Phase 2 Cardiac Rehabilitation: Sub-Acute Outpatient Treatment

Exercise is the main component of cardiac rehab.
Phase 2 cardiac rehabilitation typically involves progressive exercise. Barry Austin/Getty Images

If you have had a cardiac event like a heart attack or open heart surgery, you may benefit from a cardiac rehabilitation program to help you safely return to your normal function and activity level.  Cardiac rehabilitation is typically a four-stage process that involves multiple healthcare providers who can help you progress from the acute stages of your rehab to, ultimately, self-management and independence for your condition.

Initially after your cardiac event, you will likely begin phase one cardiac rehab while in the hospital.  You acute care physical therapist will help you understand your condition, get you safely moving again, and teach you strategies to self-monitor your exercise and activity intensity.  If you have had open heart surgery, your physical therapist can help you understand and maintain appropriate sternal precautions.

Once you leave the hospital and go home, you may benefit from outpatient sub-acute cardiac rehabilitation.  This is also known as phase two cardiac rehabilitation.

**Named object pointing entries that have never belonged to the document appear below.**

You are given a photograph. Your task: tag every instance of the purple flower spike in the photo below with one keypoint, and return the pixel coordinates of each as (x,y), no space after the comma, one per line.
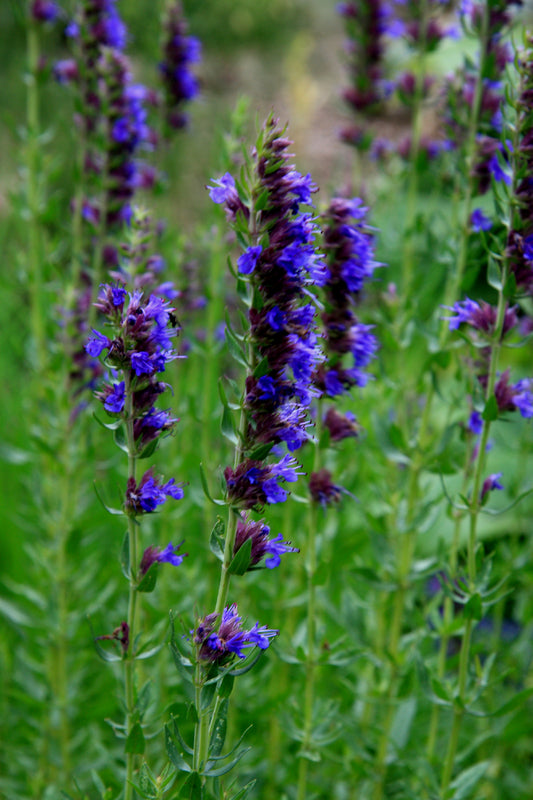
(479,221)
(44,10)
(322,488)
(96,344)
(223,189)
(475,423)
(262,546)
(115,398)
(154,555)
(180,51)
(230,640)
(149,493)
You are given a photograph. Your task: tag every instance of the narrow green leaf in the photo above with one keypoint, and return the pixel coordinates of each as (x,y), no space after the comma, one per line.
(244,792)
(192,788)
(115,511)
(235,348)
(150,449)
(119,437)
(212,773)
(207,695)
(227,426)
(144,698)
(205,487)
(216,540)
(242,558)
(125,556)
(402,722)
(515,702)
(218,736)
(509,290)
(490,412)
(14,614)
(173,753)
(179,737)
(226,685)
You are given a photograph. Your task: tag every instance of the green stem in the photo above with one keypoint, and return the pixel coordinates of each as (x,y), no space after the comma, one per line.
(129,663)
(447,617)
(405,557)
(455,280)
(211,365)
(474,509)
(32,192)
(310,658)
(416,134)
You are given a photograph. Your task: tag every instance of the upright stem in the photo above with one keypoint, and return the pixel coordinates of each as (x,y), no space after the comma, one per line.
(474,508)
(32,191)
(416,133)
(129,663)
(310,666)
(455,278)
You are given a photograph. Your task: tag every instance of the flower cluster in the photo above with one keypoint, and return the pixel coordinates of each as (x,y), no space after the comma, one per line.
(365,24)
(113,116)
(126,121)
(350,250)
(280,264)
(261,545)
(512,396)
(180,51)
(480,316)
(145,496)
(220,646)
(253,483)
(140,349)
(520,242)
(461,89)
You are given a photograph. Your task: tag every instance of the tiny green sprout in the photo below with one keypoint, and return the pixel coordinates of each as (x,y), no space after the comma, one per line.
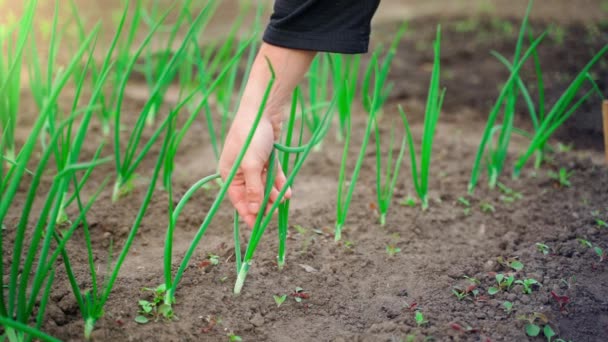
(487,207)
(508,193)
(516,265)
(584,243)
(507,306)
(532,330)
(279,299)
(146,307)
(465,202)
(232,337)
(548,332)
(299,294)
(504,283)
(564,148)
(391,250)
(541,247)
(472,280)
(348,244)
(600,253)
(409,201)
(214,259)
(460,294)
(155,308)
(420,320)
(528,284)
(562,177)
(141,319)
(300,230)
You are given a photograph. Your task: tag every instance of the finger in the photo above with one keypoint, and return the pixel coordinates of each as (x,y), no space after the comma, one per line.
(254,188)
(274,195)
(280,182)
(249,220)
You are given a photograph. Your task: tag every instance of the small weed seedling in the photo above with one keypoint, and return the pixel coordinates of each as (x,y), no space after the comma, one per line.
(504,284)
(532,328)
(420,320)
(155,308)
(466,204)
(409,201)
(472,280)
(562,177)
(460,294)
(234,338)
(528,284)
(564,148)
(600,253)
(511,263)
(299,295)
(279,299)
(584,243)
(507,306)
(392,250)
(562,301)
(542,248)
(487,208)
(214,259)
(508,195)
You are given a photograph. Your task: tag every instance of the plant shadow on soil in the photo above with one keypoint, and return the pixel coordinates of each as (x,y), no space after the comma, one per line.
(357,292)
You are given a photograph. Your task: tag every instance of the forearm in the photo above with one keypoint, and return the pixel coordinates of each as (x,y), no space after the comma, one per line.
(290,66)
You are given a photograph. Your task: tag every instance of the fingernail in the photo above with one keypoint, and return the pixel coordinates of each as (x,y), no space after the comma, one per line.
(254,207)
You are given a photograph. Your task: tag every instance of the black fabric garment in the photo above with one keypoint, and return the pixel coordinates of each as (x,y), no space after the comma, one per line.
(341,26)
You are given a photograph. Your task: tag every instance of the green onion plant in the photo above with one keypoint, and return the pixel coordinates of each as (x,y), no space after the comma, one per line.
(345,71)
(266,214)
(375,104)
(391,174)
(285,158)
(127,163)
(564,108)
(487,134)
(421,170)
(345,194)
(173,281)
(25,282)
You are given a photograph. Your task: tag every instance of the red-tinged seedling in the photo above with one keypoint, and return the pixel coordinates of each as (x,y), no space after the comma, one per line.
(504,283)
(279,300)
(542,248)
(528,285)
(463,328)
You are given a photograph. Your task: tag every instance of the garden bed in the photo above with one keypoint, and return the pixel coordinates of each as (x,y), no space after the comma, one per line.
(369,286)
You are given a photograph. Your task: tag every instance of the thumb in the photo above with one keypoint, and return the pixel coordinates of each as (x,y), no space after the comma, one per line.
(254,188)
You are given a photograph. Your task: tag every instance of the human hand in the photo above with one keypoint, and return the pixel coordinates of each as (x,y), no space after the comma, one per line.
(246,192)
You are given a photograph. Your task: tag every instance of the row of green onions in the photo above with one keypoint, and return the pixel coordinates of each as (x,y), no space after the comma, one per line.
(211,88)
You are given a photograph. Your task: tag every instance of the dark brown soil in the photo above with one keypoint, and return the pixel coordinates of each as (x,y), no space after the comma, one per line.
(357,292)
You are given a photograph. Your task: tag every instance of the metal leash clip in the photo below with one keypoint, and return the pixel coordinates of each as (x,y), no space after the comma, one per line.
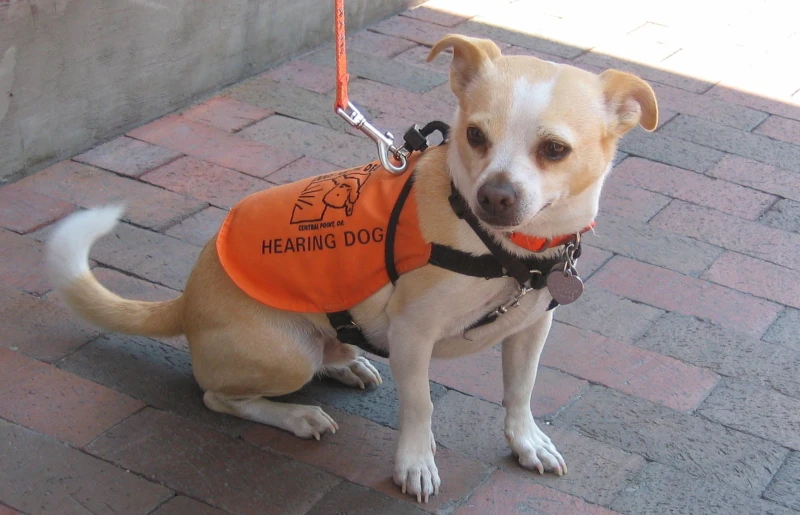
(385,142)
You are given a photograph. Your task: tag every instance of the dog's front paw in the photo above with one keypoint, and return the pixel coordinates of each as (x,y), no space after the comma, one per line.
(533,448)
(415,470)
(357,374)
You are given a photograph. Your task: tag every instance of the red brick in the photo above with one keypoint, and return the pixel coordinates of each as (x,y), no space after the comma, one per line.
(182,505)
(335,146)
(200,228)
(224,472)
(707,107)
(147,254)
(481,375)
(42,329)
(40,475)
(21,263)
(217,185)
(198,140)
(127,156)
(510,494)
(418,56)
(305,75)
(57,403)
(621,199)
(363,452)
(758,176)
(717,228)
(87,186)
(24,211)
(432,15)
(627,368)
(757,102)
(377,44)
(130,287)
(756,277)
(672,291)
(413,30)
(694,187)
(226,113)
(783,129)
(301,169)
(402,103)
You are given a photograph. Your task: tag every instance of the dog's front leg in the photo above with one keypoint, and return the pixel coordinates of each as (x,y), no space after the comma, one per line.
(414,467)
(521,353)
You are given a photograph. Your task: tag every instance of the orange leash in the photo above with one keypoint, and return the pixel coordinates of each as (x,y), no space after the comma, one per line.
(342,78)
(393,159)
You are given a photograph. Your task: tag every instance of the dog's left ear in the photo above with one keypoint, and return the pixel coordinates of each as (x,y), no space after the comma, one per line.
(469,56)
(629,101)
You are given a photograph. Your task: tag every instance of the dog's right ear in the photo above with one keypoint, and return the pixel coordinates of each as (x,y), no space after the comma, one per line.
(469,56)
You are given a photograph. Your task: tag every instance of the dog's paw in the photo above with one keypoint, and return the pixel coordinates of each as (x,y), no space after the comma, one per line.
(310,421)
(415,472)
(533,448)
(357,374)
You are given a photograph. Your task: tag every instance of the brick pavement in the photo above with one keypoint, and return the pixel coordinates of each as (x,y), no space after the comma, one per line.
(670,387)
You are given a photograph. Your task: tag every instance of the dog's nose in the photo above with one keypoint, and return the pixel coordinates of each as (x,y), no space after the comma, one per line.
(497,195)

During phase two cardiac rehab, you will work closely with a physical therapist, nurses, a respiratory therapist, and doctors in an outpatient clinic.  These medical professionals can help you progress with your rehabilitation and ensure that you safely return to your previous level of activity and function.

The Role of Physical Therapy in Phase 2 Cardiac Rehabilitation

Phase 2 cardiac rehab takes place in a special outpatient physical therapy clinic.  The clinic typically looks a lot like a fitness center with bikes, treadmills, upper body ergometers, and various strength training machines.

Your physical therapist will evaluate and assess your condition during your initial visit.

 He or she will interview you and discuss your previous lifestyle and exercise habits.  Your medical history will be noted, and your current course of care since your cardiac event will be recorded.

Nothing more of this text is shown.